Welcome to our interview series with the partners running Better Factory. Today we are lucky to be joined by one of our all-star team, František Duchoň, to learn more about the Slovakian National Centre of Robotics and their role in the project!

František Duchoň is a founder of the Slovakian National Centre of Robotics, one of the partners of Better Factory, as well as a professor of Cybernetics at the Slovak University of Technology. He obtained Prof. in 2018 at Slovak University of Technology in the area of Cybernetics, and has been involved in 21 research projects (in 11 as a leader of the project or as a leader of the partner), is an author of almost 200 publications, 51 indexed in WoS and 56 indexed in SCOPUS.

František was also part of the team that won the price for technology transfer in Slovakia in 2015, and is member of workgroup for Digital Slovakia and creative industry under the patronage of Deputy Prime Minister for Investments and Informatics.

Thank you for joining us today František! Please could you give us a short introduction to the National Centre of Robotics (otherwise known as Nacero, or NCR), in your own words, and what your role is there? 
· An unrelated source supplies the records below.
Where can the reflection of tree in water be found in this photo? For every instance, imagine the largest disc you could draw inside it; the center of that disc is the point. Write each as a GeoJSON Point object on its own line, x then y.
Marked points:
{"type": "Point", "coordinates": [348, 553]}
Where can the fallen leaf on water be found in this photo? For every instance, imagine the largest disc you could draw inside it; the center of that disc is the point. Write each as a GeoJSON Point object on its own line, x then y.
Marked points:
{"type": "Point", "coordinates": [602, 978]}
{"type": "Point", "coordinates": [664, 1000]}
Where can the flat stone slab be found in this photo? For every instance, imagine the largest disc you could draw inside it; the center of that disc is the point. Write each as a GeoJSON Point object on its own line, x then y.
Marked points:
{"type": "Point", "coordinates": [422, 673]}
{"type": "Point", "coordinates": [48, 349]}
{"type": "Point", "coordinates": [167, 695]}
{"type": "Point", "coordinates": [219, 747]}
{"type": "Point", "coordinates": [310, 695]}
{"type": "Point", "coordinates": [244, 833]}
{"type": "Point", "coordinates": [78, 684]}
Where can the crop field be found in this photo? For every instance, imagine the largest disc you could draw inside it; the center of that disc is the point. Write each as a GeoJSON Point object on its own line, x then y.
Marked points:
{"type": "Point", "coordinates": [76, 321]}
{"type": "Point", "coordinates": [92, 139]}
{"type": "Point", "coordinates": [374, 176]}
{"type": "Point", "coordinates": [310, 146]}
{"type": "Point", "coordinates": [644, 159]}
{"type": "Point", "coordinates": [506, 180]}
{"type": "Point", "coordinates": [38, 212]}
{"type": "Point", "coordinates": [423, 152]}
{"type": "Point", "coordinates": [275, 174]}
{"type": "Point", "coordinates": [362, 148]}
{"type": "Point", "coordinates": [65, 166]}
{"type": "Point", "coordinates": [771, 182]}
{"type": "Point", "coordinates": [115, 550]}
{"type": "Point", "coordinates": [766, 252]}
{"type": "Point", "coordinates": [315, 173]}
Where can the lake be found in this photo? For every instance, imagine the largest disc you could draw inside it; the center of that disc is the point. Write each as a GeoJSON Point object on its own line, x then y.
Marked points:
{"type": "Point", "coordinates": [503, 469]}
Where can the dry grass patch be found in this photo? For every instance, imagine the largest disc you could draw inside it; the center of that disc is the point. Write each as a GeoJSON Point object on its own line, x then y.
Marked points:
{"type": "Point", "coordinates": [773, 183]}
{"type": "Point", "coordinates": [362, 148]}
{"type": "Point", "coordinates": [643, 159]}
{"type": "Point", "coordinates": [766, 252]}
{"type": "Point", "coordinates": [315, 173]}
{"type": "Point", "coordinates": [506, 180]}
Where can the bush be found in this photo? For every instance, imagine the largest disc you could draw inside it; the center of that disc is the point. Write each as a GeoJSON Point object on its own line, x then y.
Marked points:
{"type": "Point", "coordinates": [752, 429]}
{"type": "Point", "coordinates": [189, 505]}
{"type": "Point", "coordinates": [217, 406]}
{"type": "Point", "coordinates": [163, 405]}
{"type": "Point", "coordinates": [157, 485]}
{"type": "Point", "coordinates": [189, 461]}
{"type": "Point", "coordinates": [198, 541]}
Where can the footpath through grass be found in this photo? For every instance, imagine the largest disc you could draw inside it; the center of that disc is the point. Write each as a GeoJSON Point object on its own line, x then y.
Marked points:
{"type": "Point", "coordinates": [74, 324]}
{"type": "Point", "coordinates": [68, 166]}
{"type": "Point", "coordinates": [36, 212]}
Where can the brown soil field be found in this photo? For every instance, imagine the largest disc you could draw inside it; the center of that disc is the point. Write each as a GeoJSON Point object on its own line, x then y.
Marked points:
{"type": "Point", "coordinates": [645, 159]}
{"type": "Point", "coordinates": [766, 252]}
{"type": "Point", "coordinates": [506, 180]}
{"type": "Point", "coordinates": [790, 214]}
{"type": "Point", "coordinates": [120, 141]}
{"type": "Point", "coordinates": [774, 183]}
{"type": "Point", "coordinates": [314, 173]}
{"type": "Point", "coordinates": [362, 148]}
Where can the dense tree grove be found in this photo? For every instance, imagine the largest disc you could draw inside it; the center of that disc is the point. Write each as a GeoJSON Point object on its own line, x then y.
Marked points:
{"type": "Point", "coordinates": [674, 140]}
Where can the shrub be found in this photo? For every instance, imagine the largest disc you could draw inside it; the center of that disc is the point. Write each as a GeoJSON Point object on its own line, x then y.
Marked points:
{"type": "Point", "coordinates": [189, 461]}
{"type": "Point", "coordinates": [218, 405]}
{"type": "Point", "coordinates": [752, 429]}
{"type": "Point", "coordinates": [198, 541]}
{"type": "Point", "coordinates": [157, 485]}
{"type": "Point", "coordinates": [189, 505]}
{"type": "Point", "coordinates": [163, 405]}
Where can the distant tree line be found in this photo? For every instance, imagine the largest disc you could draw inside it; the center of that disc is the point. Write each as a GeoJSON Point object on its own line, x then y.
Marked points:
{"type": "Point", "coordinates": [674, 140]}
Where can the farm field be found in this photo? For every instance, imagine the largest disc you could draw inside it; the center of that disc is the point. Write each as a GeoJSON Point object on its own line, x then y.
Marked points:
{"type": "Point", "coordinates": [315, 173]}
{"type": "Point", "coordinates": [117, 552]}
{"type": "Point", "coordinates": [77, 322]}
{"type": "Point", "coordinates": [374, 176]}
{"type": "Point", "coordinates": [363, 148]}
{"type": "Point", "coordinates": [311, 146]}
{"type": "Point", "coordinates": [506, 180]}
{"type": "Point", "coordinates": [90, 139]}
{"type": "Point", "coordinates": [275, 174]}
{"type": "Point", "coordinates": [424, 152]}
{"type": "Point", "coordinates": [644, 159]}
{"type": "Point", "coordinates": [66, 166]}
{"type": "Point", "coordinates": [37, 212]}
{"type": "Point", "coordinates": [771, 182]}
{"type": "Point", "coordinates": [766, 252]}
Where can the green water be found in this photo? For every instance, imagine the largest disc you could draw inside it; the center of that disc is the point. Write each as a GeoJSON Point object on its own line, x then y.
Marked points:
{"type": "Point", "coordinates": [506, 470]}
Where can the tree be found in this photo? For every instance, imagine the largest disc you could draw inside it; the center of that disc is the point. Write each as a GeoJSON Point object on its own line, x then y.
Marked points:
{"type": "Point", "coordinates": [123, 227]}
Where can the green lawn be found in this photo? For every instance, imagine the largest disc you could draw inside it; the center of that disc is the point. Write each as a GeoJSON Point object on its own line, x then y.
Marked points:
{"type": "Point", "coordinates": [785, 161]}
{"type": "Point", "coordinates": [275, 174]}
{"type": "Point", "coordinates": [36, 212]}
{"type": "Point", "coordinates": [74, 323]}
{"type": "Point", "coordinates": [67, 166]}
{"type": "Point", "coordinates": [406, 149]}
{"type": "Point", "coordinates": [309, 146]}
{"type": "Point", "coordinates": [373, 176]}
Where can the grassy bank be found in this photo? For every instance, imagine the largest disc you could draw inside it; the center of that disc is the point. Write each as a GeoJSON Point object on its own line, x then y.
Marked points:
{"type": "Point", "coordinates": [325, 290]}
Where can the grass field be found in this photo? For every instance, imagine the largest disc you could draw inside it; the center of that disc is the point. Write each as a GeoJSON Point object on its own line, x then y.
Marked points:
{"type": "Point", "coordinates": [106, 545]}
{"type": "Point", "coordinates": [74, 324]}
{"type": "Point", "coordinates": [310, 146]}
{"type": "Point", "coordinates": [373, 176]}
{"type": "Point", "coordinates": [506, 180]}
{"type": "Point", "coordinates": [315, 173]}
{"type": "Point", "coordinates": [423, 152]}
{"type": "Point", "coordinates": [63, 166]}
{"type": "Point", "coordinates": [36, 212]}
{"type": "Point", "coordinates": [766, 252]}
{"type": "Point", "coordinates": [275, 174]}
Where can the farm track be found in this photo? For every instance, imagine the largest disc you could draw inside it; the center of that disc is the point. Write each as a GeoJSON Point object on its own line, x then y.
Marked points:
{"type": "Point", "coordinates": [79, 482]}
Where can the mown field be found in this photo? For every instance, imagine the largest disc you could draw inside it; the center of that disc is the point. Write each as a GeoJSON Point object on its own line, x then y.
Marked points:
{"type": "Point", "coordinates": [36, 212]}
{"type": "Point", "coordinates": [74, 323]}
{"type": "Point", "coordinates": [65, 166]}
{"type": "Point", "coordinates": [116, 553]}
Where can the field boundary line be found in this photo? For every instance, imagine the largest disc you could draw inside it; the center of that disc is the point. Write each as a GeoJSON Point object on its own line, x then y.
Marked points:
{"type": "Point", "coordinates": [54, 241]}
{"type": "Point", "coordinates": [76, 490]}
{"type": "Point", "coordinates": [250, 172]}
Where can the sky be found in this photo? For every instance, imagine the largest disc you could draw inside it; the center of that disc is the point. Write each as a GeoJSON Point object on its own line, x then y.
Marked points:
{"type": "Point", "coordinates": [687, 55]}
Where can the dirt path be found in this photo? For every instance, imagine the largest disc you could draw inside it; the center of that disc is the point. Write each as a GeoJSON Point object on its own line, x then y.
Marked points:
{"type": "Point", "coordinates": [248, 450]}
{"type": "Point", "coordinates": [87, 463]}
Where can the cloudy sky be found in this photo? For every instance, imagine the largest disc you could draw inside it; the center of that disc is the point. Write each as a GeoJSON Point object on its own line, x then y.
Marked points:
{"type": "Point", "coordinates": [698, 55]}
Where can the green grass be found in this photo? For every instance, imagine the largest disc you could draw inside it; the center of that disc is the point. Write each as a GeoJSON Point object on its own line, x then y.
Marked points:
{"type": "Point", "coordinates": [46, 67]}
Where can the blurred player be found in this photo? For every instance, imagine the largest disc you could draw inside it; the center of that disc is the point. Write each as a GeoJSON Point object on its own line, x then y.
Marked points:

National Centre of Robotics is an association established under the Faculty of Electrical Engineering and Information Technology patronage, at the Slovak University of Technology in Bratislava.

The National Centre of Robotics was established for several reasons – research, support, and development of robotics in university and society-wide environments. We are currently working with several universities and commercial companies (especially SMEs) and supporting students in research activities.

The members of the National Centre of Robotics are internationally accepted professionals in robotics, cybernetics, and automation from Slovakia. I am the current President of the association.  

Thank you! To someone reading this who has never heard of Better Factory before, how would you describe it in simple terms, and why do you feel it is significant? 

For me, Better Factory is an excellent opportunity to show we can do exciting things in Slovakia. In the project, we created a module that can determine the optimal number of logistics agents of various types based on the parameters of the specified logistic (they can also be downloaded from the digital model).

We are delighted that it is already implemented in the Logistics Library, and other functionalities are still being prepared. We believe that this will help the KTE partners set up their logistics better and use their resources more efficiently. The National Centre of Robotics plays a key part in providing tech-based support for the teams during their KTEs (Knowledge Transfer Experiment).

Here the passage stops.